A low-pressure suction unit should be used when applying suction. At the time of the audit, the hospital had only a limited number of low-pressure units available, and staff were unsure how to access them. All ward managers have now purchased a low-pressure suction unit for their ward area. Although there is no generally agreed recommended suction pressure, the most commonly used is 20cm H20/2.5-5 kpa (Tang, 1999), and this is now recommended in the hospital guidelines.

Suture removal

The audit also highlighted the fact that the hospital had no formal procedure for suture removal after patients’ chest drains were removed. This meant there was a risk that patients could be discharged home with sutures still in place, after which they may not be removed until the first out-patient appointment two to four weeks later. Suture removal was therefore included in the guidelines.


This small audit highlighted a lack of information on the management of chest drains for both professionals and patients. Hospital guidelines on the management of pneumothorax have since been developed, using a multidisciplinary approach that involved doctors, physiotherapists, nurses, porters and the hospital’s audit department.

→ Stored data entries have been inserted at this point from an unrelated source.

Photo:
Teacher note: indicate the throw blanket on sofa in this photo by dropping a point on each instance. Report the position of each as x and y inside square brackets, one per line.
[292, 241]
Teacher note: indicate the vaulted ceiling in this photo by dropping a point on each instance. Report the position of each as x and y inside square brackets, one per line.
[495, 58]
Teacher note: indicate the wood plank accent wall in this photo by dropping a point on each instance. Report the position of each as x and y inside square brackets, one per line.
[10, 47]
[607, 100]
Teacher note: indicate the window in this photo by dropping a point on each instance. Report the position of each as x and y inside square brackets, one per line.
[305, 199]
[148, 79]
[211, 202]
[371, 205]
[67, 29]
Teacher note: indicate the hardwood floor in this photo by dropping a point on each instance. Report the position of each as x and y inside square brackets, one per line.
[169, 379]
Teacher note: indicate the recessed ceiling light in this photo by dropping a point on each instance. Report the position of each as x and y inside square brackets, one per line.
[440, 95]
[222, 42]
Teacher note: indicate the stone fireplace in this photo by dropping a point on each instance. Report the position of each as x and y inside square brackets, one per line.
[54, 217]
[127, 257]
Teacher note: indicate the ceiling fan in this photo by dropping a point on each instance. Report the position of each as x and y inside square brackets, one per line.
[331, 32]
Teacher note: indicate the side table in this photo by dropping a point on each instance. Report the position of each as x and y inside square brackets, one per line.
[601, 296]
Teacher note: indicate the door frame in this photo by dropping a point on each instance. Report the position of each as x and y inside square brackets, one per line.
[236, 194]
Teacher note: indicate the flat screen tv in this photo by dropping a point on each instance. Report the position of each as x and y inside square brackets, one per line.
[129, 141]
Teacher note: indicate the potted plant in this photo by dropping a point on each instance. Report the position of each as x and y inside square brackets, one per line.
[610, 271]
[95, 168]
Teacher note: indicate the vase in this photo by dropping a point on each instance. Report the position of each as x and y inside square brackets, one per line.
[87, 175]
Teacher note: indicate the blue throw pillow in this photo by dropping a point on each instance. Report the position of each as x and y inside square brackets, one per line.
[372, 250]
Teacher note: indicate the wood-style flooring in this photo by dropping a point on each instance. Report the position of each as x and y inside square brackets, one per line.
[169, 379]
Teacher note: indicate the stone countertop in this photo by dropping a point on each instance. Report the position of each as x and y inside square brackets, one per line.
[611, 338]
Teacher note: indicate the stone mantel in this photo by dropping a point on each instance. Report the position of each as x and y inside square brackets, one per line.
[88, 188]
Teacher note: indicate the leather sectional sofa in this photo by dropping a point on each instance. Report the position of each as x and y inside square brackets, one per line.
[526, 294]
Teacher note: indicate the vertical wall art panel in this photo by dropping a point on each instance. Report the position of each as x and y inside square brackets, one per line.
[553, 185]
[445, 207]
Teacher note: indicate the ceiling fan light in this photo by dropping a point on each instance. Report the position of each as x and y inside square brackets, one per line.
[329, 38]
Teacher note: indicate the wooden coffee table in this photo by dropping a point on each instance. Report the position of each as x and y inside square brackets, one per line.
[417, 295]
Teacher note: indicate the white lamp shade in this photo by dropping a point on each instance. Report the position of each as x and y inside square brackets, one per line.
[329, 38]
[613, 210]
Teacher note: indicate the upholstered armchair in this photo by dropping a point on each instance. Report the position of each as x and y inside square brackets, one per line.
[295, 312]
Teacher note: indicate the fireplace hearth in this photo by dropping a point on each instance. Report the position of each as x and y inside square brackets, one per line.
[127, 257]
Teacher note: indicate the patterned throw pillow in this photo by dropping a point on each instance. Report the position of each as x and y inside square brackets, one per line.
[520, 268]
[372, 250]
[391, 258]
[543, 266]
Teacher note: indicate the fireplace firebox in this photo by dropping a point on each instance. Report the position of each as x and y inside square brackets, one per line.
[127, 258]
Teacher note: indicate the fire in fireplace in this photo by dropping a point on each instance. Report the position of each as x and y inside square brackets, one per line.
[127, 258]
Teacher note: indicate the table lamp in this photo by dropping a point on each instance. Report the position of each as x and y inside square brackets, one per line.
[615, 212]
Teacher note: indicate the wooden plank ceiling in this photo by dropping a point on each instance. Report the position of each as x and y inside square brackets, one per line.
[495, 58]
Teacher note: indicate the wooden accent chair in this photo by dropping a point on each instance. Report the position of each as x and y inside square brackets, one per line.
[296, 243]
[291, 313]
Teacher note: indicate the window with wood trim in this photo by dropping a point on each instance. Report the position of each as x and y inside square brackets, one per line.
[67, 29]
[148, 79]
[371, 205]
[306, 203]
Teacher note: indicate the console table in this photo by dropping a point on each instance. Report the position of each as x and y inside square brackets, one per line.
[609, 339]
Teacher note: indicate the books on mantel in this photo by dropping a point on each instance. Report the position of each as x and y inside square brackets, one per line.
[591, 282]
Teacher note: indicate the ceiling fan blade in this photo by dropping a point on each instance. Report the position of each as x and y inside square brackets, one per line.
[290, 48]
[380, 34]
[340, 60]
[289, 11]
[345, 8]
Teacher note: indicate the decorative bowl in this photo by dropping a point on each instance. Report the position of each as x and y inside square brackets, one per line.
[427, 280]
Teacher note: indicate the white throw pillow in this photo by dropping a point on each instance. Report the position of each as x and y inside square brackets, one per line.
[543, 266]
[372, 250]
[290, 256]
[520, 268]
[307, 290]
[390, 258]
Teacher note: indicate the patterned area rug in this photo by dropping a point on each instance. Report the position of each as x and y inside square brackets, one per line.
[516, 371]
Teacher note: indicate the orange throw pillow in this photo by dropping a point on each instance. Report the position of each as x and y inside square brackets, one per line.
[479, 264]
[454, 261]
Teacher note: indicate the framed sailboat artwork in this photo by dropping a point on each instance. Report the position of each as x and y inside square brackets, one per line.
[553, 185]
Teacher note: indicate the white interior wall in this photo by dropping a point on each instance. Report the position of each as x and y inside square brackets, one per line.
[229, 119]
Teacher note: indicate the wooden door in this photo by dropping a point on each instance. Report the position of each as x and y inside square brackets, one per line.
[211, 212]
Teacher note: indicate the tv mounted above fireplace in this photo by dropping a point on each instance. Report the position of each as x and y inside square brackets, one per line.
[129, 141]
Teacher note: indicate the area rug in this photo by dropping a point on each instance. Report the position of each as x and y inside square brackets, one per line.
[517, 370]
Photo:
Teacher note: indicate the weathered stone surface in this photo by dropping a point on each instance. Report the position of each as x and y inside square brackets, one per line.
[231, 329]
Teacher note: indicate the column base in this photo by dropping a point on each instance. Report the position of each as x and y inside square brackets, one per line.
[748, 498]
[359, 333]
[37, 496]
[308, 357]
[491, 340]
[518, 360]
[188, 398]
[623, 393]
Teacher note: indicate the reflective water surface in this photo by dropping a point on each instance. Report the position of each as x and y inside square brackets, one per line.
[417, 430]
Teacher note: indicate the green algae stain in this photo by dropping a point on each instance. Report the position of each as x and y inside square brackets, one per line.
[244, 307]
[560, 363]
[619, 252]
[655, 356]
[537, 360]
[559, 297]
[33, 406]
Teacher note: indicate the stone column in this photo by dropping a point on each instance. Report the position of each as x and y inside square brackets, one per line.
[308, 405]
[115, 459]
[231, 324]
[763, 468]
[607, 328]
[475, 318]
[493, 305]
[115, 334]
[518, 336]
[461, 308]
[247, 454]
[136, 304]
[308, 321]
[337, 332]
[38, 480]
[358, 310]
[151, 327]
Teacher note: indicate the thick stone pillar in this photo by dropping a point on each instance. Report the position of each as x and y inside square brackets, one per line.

The focus group’s discussions highlighted a general lack of unified guidance on techniques for inserting chest drains, which resulted in wide variations in practice (Tang, 1999). This lack of guidance was a significant source of worry for junior doctors and nurses and put patients at risk of unnecessary pain and even complications.

The newly developed guidelines aim to provide staff with evidence-based information in order to standardise the management of patients with chest drains. However, while this written information is useful, the group decided to produce a video illustrating best practice for chest drain insertion for use as a teaching aid.

The video has been well received, prompting discussion and questioning and therefore raising the profile of chest drain management among the medical and nursing staff. The next step is to make the video accessible on the hospital’s intranet so that all staff can access it at a time convenient to them.

The group has also created a wallchart for display in the ward areas (Fig 1). This serves as a quick reference guide, answering basic questions on chest drain management, and encourages staff to refer to hospital guidelines on the management of pneumothorax.

It was clear from the small survey that patients wanted more information about their chest drains, and an information leaflet on chest drains has now been designed. By offering patients verbal and written information we aim to enhance their autonomy and understanding of the procedure they are undergoing.


In a preliminary re-audit of 22 doctors and nurses, the issues identified in the initial audit were improved significantly, and there was a greater awareness of the need for follow-up for suture removal if sutures were not removed during the patient’s hospital stay.

Before this study, there was no written patient information available in the hospital, and this has now been addressed. However, education on the insertion and management of chest drains must be an ongoing process for both medical and nursing staff to ensure patients’ experience of the procedure is as positive as possible.